彼は基本的に理屈は嫌いであるが、理屈を超えた何か真理のようなものが世の中にはきっと在って、それが何かを知りたいと何時しか思うようになっていた。自然写真に没頭することでそれは自ずと芽生えたのかもしれない。そこにあるのは「自然の摂理」、知りたいのは「真実」であり、求めるのは「本物」だった。先輩の話もそういう意味で面白いのだった。
 あえて恋愛の意味を考えるとしたら、それは本物の相手と出会うことに違いない。たとえどんな恋愛論があったとしても関係ない。特別に必要もないさ。相手が本物であれば。それにしても、本物の相手とは何か、本当の恋愛とは何なのだろう・・。
 あの日あの時、彼女と感じ合った初めての恋のインスピレーション。それが何だったのか、本物ではなかったのか、それをハッキリさせる為に実は真壱は今そこに居た。あの時あの場所に置き去りにした忘れ物が今そこに・・。それは確かに日本的恋愛とは程遠い間逆のアプローチに違いなかった。曖昧なままとか、なんとなくで始まることなんて考えられない。第一そんなことが楽しいものか。そんなことで本物が見付かるものか、ということだ。そして、彼が確かめたいのは、二人の間にあの時たしかに通じ合ったインスピレーションが何だったのか、そこにある真実が何か、ということに他ならなかった。
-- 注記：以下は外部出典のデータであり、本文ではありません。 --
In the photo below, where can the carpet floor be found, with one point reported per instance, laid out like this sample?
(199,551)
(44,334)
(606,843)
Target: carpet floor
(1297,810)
 人には誰しもが生まれながらにして心の中にどうしようもない一つの空洞があり、人が異性を求め合うのはその空洞を満たそうとする精神的な本能の発露に他ならない。彼の漠然とした恋愛の概念は、言うならばそのようなものだった。学園での先輩や康夫との本物談義の中でそれは次第に具体的になり、明確になりつつあった。そしてそれは、恋愛の本当の意味の希求に他ならなかった。
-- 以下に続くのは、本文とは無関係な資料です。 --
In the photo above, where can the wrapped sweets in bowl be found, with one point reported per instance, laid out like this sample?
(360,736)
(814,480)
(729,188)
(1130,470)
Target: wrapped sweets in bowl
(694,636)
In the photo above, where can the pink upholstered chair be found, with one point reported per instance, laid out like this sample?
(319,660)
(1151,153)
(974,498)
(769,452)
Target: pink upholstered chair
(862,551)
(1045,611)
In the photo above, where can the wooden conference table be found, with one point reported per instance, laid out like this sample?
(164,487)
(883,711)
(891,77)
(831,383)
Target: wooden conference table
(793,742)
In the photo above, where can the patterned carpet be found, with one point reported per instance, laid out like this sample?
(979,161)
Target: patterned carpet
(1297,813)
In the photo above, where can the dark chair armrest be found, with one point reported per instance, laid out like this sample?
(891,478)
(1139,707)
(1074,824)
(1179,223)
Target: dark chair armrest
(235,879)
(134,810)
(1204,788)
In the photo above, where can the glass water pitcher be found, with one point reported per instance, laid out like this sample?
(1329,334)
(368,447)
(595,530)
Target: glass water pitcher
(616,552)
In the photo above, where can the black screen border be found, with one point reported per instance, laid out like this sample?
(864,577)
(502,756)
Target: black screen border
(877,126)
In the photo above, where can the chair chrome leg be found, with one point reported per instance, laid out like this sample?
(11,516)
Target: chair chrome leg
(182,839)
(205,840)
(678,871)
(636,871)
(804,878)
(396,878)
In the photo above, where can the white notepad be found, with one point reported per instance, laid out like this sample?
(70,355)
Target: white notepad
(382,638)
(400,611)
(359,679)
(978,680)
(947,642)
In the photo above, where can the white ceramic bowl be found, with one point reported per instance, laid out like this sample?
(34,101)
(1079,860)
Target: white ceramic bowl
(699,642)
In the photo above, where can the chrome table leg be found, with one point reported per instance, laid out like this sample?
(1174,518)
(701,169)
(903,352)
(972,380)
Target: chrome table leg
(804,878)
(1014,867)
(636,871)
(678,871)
  真壱が漠然ながら認識する自分の心の空洞は、時にイラスト的な映像で想い浮かんだ。よく有るハートマーク、ギザギザに欠けた片割れである。ただし、あくまでも柔らかく、かつ立体的で、その欠け方も複雑なものなのだった。多分、人それぞれに様々な形をしていて、隙間なくピッタリと合わさる相手こそが本物の相手だと思う。だけど柔らかいから柔軟性もあるさ。いつか自分に合った片割れが見つかるんだ。「何処かに居るさ」そう思えば、それまで幾日かかろうと淋しくもない。そして、心のその片隅に「君だったんだね」という言葉を彼は潜ませていた。そんな出会いの日が来ることが楽しみだった。そのときすべてが始まるんだ。すべてを許し合い、そして信じ合うんだ。それがあの子であるのかどうか、今はまだ判らない。しかし、見るたびに、それだけでそこが満たされるそうになる。きっと彼女も・・。
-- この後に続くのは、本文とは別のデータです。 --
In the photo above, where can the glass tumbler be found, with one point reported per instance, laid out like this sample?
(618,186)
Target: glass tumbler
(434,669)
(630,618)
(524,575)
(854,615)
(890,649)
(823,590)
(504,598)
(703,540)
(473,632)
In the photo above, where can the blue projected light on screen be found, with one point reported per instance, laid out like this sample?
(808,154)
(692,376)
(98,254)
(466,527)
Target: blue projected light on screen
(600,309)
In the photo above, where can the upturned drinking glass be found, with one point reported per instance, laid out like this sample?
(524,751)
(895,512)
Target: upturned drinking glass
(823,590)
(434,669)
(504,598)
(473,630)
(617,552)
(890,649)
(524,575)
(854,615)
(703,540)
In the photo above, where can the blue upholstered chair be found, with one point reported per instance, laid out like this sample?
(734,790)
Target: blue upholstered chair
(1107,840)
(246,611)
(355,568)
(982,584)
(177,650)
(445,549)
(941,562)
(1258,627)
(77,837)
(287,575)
「自分の中では、じつはもうとっくにピッタリと来ちゃってるんだよね」と、つい先日の事そんな告白を康男になげてみた真壱だった。「じゃあ、そうなんじゃない」と、あまりにもあっさりと答えられ気が抜けたものだった。もしかしたら、それは本当に簡単なことなのかもしれない。

「またあそこへ行くんだな」
「ああっ」
 そして今、真壱の足どり、ただ一直線とある場所へとまっしぐらに向かっていた。

 初夏の日差しが今日はやけに明るくて、全てのものがなんだかキラキラ輝いてさえ見える。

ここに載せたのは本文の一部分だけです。